En este mundo moribundo, uno podría pensar que la escritura ya no tiene cabida, que las palabras apenas pueden resistir la gran anestesia conectada. Sin embargo, es precisamente ahora que la escritura se vuelve esencial, porque la realidad misma no ha desaparecido, sino que simplemente ha sido cubierta por un velo de píxeles que muchos ahora confunden con un horizonte.

Internet, este oráculo inestable, ha transformado a las masas en consumidores voraces pero insaciables de certezas pre-digeridas. Clics, se desplazan, comentan como si tosieran, por reflejo, sin siquiera inhalar el más mínimo aliento de pensamiento crítico. En este teatro de sombras luminosas, la atención se ha convertido en presa, el matiz en delito y el conocimiento en un esfuerzo considerado sospechoso. ¿De qué sirve leer, de qué sirve aprender, cuando la opinión instantánea sirve como diploma para la mayoría?
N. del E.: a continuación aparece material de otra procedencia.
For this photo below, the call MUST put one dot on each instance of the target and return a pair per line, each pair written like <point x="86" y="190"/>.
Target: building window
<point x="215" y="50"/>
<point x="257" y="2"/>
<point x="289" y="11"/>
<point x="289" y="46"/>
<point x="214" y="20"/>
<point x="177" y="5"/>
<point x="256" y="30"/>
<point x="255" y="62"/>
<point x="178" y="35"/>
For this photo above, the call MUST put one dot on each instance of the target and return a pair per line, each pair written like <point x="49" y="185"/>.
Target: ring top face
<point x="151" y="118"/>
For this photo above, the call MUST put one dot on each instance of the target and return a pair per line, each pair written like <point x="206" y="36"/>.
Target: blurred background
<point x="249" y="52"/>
Y mientras los grandes medios de comunicación difunden sus disparates mentales, las voces independientes —las únicas con la libertad suficiente para decir algo más allá del discurso subsidiado y aséptico— escriben en un desierto donde el oasis es invisible para los transeúntes. A los autores se les pide que sobrevivan sin ser leídos, que creen sin apoyo, que arrojen luz sin que nadie les abra los ojos. Sin embargo, a pesar de la falta de apoyo, debemos seguir dando la alarma, explicando, intentando crear oportunidades. No por vanidad, sino por sentido del deber.
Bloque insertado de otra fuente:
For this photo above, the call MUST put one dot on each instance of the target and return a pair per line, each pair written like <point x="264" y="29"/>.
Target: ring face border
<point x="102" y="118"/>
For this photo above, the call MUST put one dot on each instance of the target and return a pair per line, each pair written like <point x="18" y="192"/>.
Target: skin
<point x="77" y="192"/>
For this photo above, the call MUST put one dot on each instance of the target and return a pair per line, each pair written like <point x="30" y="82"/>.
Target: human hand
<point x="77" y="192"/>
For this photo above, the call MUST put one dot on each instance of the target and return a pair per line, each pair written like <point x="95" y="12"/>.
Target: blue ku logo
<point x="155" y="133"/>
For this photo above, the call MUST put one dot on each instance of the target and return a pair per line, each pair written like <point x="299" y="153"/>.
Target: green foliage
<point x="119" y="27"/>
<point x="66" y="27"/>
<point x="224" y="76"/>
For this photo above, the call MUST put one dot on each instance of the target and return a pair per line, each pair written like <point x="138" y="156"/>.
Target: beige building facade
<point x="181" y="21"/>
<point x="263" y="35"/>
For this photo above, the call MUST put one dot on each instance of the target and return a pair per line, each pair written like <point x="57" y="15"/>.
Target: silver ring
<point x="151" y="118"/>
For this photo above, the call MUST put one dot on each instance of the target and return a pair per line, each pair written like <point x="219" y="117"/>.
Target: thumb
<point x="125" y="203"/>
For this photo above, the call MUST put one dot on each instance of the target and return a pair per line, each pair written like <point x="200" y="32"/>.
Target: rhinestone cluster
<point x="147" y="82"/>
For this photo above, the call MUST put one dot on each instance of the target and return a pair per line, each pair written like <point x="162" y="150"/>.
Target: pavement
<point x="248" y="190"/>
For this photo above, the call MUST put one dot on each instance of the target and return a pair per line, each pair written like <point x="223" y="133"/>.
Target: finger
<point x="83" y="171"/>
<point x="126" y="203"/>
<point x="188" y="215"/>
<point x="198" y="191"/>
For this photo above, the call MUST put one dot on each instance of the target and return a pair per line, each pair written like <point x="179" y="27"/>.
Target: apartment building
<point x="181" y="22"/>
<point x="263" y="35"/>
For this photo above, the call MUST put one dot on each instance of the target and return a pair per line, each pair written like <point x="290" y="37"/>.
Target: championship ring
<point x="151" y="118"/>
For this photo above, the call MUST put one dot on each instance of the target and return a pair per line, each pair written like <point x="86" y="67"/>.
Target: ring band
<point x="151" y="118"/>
Porque escribir no es solo otra forma de entretenimiento; es un acto de salvaguarda, casi de preservación, de la especie humana. Cada frase arrancada del clamor es un recordatorio de lo que significa pensar, sentir y, sobre todo, discernir. Escribir es negarse a que el lenguaje se convierta en una mera herramienta de manipulación emocional. Es mantener la puerta abierta a quienes, un día, despertarán del hechizo y buscarán algo más que el pensamiento algorítmico y prefabricado.
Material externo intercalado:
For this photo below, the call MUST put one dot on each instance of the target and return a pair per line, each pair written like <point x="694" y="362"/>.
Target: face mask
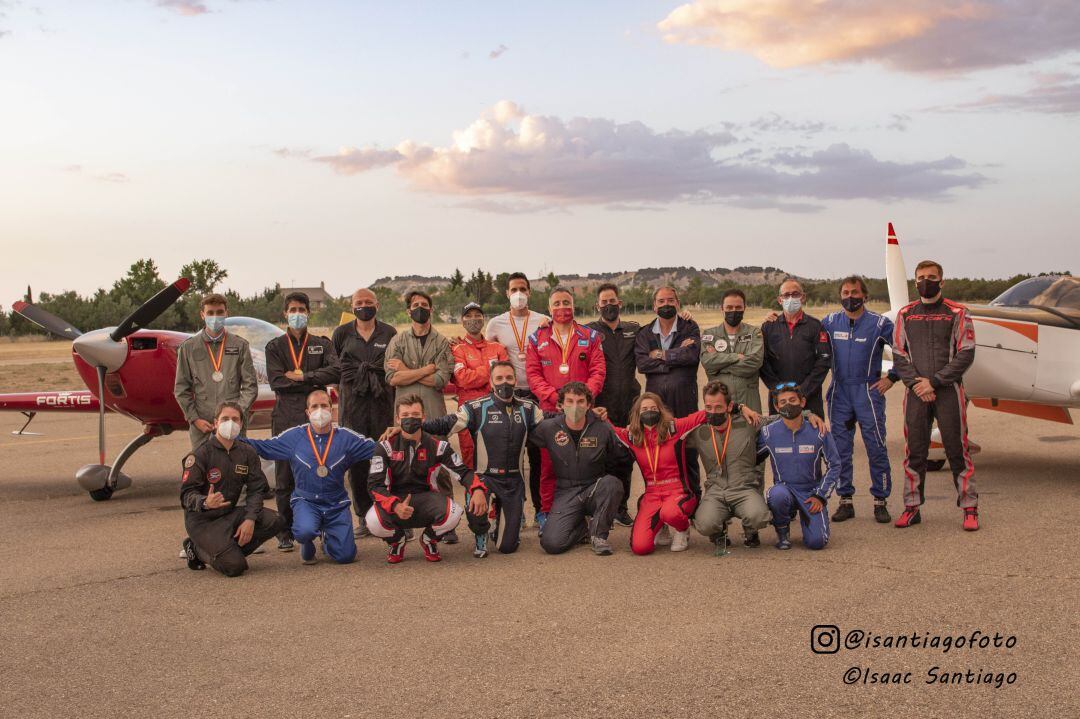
<point x="927" y="288"/>
<point x="792" y="304"/>
<point x="214" y="323"/>
<point x="717" y="419"/>
<point x="228" y="430"/>
<point x="320" y="417"/>
<point x="790" y="411"/>
<point x="297" y="320"/>
<point x="852" y="303"/>
<point x="412" y="424"/>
El autor independiente es quizás hoy el último guardián, el que se niega a jurar lealtad a las narrativas hegemónicas, el que persiste en creer que la verdad, incluso fragmentaria, aún vale la pena perseguir. No ganan nada con continuar... y es precisamente por eso que deben continuar. Porque en este mundo saturado de información faltan individuos capaces de decir: «Quiero saber y comprender».

Así que sí, escribir es ahora también un acto de insubordinación. Se ha convertido en un gesto de desafío contra la apatía general, un acto de fe en la inteligencia humana en una época en la que esta se delega fácilmente en máquinas o gurús de los medios. Pero es en momentos en que todo parece perdido que la pluma redescubre su poder primordial para romper la fachada, abrir un camino, recordarle a la realidad que no ha muerto. Escribir hoy ya no se trata de hablar a las masas apáticas, sino de hablar a quienes aún no se han rendido.

Pero entonces, en esta pesadilla distópica, ¿qué podría despertar a este país que antaño fue una forja intelectual, donde el choque de ideas valía más que la embriaguez del entretenimiento? ¿Qué podría impulsar a querer comprender en lugar de consumir, a saber en lugar de creer, a perpetuar esta cultura que les han enseñado a percibir como polvorienta cuando es lo único que los protege?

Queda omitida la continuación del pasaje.